I want my project to make a difference to real people and real lives by providing a platform for expression and representation. How can I study existing literary representations of chronic heart disease without exacerbating the gender divide? If there are no adult female protagonists with heart disease, how can I talk about and raise awareness of women’s heart-disease stories?
Well, I do know at least one adult female with heart disease. Actually I know a lot of them, but I figured I was as good a candidate as any to get the ball rolling, so I tried to write something about my experiences as a woman of child-bearing age with heart failure. I told the story of a conversation I had with a nurse the day before my daughter was delivered and how that went on to affect my identity as a new mother.

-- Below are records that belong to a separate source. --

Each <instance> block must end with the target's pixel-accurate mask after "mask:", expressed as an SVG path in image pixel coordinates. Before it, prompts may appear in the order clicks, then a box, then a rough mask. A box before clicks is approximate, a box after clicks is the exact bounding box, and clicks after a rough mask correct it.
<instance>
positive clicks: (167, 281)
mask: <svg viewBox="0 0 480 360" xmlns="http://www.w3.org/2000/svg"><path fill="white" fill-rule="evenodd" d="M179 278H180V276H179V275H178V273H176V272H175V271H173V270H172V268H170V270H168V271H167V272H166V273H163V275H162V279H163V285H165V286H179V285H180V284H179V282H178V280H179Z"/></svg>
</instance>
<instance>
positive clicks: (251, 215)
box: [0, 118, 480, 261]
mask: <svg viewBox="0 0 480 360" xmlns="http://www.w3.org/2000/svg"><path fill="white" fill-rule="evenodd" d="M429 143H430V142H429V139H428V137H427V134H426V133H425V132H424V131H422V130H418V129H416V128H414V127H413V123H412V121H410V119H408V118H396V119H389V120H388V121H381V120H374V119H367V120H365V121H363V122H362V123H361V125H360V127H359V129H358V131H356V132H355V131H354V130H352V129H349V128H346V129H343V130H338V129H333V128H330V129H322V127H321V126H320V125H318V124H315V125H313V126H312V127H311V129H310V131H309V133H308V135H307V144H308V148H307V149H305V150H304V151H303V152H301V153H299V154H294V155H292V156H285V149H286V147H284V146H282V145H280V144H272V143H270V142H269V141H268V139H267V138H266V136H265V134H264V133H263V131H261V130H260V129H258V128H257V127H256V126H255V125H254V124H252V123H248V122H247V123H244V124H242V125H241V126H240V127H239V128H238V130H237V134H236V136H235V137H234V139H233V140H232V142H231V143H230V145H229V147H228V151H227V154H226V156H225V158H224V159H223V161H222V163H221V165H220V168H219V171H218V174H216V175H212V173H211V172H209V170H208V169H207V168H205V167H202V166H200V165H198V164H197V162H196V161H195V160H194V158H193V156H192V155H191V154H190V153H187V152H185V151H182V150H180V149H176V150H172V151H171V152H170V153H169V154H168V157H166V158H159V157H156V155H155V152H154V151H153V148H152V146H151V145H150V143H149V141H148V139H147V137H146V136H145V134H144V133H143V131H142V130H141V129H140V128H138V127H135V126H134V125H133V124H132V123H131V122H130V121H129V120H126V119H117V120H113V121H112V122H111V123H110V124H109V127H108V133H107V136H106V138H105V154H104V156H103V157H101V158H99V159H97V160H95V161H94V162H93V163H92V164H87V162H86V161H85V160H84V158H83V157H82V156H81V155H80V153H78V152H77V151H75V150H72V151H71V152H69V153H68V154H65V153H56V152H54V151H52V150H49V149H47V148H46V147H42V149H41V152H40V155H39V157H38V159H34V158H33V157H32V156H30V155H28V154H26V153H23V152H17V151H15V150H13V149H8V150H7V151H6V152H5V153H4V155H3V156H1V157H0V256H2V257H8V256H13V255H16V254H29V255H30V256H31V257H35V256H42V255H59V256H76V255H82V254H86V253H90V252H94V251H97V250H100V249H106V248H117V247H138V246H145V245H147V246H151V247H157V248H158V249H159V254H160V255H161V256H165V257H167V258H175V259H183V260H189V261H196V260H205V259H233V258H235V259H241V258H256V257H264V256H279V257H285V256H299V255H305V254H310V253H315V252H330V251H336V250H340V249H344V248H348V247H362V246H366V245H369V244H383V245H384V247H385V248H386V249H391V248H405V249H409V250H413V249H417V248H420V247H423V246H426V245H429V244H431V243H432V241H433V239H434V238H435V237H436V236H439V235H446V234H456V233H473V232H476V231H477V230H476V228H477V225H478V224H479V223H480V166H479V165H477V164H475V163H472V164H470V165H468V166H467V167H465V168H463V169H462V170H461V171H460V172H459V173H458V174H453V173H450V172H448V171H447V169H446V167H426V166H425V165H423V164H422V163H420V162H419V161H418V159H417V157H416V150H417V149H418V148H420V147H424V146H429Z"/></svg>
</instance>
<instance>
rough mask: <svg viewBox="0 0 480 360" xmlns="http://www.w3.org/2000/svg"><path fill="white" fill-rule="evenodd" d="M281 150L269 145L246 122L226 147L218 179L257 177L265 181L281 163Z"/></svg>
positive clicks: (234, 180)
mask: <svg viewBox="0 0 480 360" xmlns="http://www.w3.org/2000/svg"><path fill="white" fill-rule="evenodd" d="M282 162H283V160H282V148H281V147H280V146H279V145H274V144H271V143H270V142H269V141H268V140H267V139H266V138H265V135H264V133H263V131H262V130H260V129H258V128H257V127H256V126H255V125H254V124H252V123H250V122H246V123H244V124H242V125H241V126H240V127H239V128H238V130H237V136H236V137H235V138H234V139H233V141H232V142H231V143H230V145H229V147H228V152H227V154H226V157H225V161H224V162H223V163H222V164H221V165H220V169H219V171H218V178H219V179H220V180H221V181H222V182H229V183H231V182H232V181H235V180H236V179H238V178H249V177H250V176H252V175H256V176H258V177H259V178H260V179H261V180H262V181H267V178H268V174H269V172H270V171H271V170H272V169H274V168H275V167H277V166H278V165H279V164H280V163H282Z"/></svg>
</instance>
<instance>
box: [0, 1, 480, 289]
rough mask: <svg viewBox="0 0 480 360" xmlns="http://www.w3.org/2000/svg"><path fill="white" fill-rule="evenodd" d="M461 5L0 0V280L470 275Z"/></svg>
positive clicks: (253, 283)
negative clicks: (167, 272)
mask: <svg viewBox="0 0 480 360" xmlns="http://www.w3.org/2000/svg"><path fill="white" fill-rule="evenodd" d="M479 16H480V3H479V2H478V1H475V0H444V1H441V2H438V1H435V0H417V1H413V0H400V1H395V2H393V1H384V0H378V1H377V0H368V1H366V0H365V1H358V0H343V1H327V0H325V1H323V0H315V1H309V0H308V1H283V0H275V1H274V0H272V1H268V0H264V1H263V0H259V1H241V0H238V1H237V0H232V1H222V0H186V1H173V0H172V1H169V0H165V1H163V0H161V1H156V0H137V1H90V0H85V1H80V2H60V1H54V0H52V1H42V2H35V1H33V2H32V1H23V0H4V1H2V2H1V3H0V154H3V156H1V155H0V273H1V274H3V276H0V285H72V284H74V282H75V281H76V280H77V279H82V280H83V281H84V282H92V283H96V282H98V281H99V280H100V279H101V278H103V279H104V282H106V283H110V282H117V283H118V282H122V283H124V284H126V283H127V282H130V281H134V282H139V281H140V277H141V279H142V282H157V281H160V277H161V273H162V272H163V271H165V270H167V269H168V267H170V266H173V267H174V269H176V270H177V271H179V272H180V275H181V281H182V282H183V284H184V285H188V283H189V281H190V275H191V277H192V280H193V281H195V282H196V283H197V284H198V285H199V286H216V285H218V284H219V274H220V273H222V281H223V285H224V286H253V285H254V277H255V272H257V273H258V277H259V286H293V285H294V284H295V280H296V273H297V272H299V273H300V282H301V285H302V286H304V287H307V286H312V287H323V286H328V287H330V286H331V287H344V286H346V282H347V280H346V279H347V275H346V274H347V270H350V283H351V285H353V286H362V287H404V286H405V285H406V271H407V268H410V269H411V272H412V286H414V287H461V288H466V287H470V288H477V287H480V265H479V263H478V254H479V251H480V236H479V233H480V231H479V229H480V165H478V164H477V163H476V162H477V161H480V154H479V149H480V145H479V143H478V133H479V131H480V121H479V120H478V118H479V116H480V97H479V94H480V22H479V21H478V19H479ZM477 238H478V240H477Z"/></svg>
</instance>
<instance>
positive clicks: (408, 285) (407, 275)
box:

This piece, ‘The Host’, was by far the best and most honest thing I’ve ever written…but you’ll never get to read it. Why? I just didn’t feel I could share it. My writing portrays a less than maternal side of myself in a moment of vulnerability and casts doubt on my relationship with my daughter and on my identity as a mother. What if I shared it online and, five years from now, my daughter read it? What if someone desperate to have a child of their own (I know that feeling) was upset by my seemingly ungrateful attitude to motherhood? What if I really am not a good mother and this is picked apart and commented upon by anonymous readers?
There’s just so much baggage and responsibility and uncertainty that comes with having a female body, especially when it comes to sharing stories from that body, and if I (in what I know is a very privileged position of financial and academic support to explore these things) am unable to share an honest first-person response to a real-life experience, what hope is there for other women?
I felt I had reached an impasse but I’m not ready to surrender yet. Yesterday I took part in an online conference – Representing Women’s Health. I shared a video reading of my piece, which was made available only to conference attendees and only for a limited time. In a live Zoom Q&A session, I did my best to represent the heart-disease massive, sharing the little I know about the impacts of gender bias in the representation of heart conditions. I spoke about my frustration, given how desperately I want women’s stories of chronic heart disease to be told, over my self-silencing. I listened to researchers respond with examples of other women’s voices being silenced or ignored in relation to a variety of medical conditions. I can’t say I ended the day with any revelation or solution to the problem, but I certainly ended the day determined to keep fighting to see our bodies and their stories represented. What form will this fight take? I’m not sure exactly, but I’d love it if some of you would join me.